By early 1972 I was less than a year old, and my parents were already divorced. They had been married for ten years but at age 30 it seems my father wasn’t really prepared for the responsibilities of family life. So my mother took me and a Dodge pickup with a camper and left the rest behind. Sounds like a country and western song, but I’ve seen pictures and it was a badass pickup. I would’ve taken it too.

My father then took the robin’s egg blue Series 1 XJ6 to the Jaguar dealer and traded it on a brand new red-on-black V12 E-Type roadster with a manual transmission. A very good car for a newly-single doctor in a small town and, ironically, my mother’s deam car.

I never had any contact with my father until I drove my own $500 1966 MGB down to meet him in 1992 when I was 21, then again briefly when I was 23, and then we fell out of touch again forever. We shared a love of cars – that much I knew – but beyond that I knew very little of him. And by the time I first met him, unbeknownst to me, the E-Type was recently laid up in his garage on axle stands with some problem. The last registration tag was for 1990.

In 2011 he died unexpectedly, without a will. This meant that his estate was governed by laws that meant I received a share. I’d never received anything from him before, but this posthumous gift was certainly helpful.

In the workout of the estate, the executor asked if I would like the Jag. Apparently my father had told his last wife that “If anything ever happens to me, Andrew should get this car.” Of course normally I would jump at a one-owner E-Type, but the combination of preferring cash at that point and the emotional shoal of taking possession of the car that my father had bought immediately after divorcing my beloved mother meant that I regretfully passed. My five half-brothers, whom I also barely knew, sorted out the Jag amongst the many cars (mostly charming semi-derelict 1970s American monsters) between them, and I took the cash.

Fast forward to earlier this year and two of the brothers had taken the Jag and cleaned it up, but were stumped at going any further with it. Whether a function of not having the time, expertise, or finances to get it up and running, they asked if I wanted to buy it. After much teeth-gnashing and spousal support, I did, and this is where the archeology begins.

I didn’t really know my father at all, but when I first went to see the car in his widow’s garage, my heart sank, and I felt an immediate connection to him. Because parked outside of the bay that held the E-Type was a rusted-out late-70s XJ12 sedan with a destroyed interior. Now, no car guy buys that car for the car itself. He buys it for what it can contribute to the project car. And the only thing that XJ12 could contribute was the engine. If I had an E-Type with a serious engine problem I would try to buy a cheap sedan with the same motor to offer up vital organs. I presumed that’s what my father – a man who surely understood both organ donations and project cars – had done. And it meant I was in for a world of hurt, where “hurt” includes dropping actual V12 engines on your toes.

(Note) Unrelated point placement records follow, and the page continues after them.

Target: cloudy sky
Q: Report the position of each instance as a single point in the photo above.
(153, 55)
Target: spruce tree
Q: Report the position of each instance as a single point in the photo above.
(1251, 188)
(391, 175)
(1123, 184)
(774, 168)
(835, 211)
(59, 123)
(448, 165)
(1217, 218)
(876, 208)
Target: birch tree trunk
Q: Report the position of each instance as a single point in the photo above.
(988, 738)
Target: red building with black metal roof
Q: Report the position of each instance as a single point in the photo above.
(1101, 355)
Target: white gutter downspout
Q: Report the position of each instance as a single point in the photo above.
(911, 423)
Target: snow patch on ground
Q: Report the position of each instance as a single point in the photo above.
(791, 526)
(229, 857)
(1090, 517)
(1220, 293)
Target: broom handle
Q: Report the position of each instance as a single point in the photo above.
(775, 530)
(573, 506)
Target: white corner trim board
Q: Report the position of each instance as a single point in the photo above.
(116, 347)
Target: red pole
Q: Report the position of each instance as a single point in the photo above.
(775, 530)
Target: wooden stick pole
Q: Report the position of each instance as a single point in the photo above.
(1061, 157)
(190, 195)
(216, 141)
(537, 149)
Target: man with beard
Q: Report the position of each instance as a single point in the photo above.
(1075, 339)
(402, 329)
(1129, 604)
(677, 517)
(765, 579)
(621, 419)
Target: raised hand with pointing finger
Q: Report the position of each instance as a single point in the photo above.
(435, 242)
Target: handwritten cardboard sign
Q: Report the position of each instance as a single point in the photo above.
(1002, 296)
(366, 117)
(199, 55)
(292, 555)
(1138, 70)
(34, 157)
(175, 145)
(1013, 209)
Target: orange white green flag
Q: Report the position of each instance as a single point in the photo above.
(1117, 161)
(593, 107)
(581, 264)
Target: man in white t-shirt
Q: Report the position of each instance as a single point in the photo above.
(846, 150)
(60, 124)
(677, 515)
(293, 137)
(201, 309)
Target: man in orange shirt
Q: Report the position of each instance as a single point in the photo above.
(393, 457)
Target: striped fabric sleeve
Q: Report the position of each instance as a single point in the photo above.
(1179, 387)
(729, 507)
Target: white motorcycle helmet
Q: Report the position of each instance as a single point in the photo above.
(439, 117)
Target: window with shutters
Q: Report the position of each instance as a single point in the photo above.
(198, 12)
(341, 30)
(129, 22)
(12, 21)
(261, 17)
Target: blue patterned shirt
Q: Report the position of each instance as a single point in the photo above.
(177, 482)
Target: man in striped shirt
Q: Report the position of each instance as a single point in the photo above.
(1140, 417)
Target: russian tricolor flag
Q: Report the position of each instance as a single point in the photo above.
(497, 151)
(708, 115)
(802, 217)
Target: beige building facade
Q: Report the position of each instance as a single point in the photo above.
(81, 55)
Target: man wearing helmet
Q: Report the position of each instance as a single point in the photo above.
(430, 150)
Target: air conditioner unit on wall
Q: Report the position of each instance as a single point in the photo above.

Nevertheless, I bought it, picked it up, and then began getting my hands dirty on a car that, it appears, has never been worked on by anyone but my late estranged father, and me. In fact, with 49,000 miles on the clock, fully worn brake pads, filthy air filters, original green brake fluid, and lead plugs in the dashpot screws, it looks to me like it’s never been worked on by anyone at all.

Except it has. The right flank of the engine compartment has been taken apart. The clutch master cylinder is empty. And while a new battery brings all the electrics to life, it won’t turn over on the key. What I like to call forensic mechanic work now commences. Think of it like CSI, but the crime scene is an old car. And the perp was my dad.

Somewhere in my head, those car commercials play. You know the ones: a father and his son look lovingly at their project car while, in the foreground, and artfully-displayed oil filter box sits, reflecting all the bonding and machisimo and happiness that cross-generational mechanical work implies.

But I’m doing this one solo. And, worryingly, I don’t have an XJ12 donor car in the driveway.